Protein-coding gene in the species Homo sapiens

Tristetraprolin (TTP), also known as zinc finger protein 36 homolog (ZFP36), is a protein that in humans, mice and rats is encoded by the ZFP36 gene. It is a member of the TIS11 (TPA-induced sequence) family, along with butyrate response factors 1 and 2.
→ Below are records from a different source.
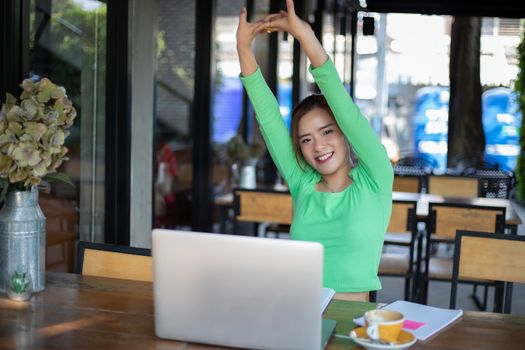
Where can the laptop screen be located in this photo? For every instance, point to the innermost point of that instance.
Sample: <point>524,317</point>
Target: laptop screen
<point>237,291</point>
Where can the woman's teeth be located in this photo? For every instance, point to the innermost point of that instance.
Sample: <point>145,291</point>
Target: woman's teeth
<point>325,156</point>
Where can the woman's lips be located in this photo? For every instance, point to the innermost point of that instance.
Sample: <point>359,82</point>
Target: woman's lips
<point>324,158</point>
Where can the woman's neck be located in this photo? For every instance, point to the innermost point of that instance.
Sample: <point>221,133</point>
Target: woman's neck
<point>336,182</point>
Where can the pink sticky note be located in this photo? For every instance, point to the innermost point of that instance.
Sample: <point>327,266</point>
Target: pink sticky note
<point>412,325</point>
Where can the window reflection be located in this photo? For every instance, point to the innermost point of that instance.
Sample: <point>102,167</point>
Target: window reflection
<point>68,46</point>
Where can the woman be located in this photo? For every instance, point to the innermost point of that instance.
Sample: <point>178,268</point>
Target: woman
<point>343,206</point>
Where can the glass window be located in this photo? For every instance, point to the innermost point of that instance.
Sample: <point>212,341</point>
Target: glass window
<point>174,98</point>
<point>68,46</point>
<point>402,80</point>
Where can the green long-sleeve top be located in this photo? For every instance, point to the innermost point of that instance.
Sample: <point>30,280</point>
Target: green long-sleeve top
<point>349,224</point>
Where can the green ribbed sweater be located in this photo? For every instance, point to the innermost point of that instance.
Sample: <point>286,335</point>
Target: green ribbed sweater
<point>350,224</point>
TTP binds to AU-rich elements (AREs) in the 3'-untranslated regions (UTRs) of the mRNAs of some cytokines and promotes their degradation. For example, TTP is a component of a negative feedback loop that interferes with TNF-alpha production by destabilizing its mRNA. Mice deficient in TTP develop a complex syndrome of inflammatory diseases.

==Interactions==
ZFP36 has been shown to interact with 14-3-3 protein family members, such as YWHAH, and with NUP214, a member of the nuclear pore complex.

==Regulation==
Post-transcriptionally, TTP is regulated in several ways. The subcellular localization of TTP is influenced by interactions with protein partners such as the 14-3-3 family of proteins. These interactions and, possibly, interactions with target mRNAs are affected by the phosphorylation state of TTP, as the protein can be posttranslationally modified by a large number of protein kinases. There is some evidence that the TTP transcript may also be targeted by microRNAs, such as miR-29a.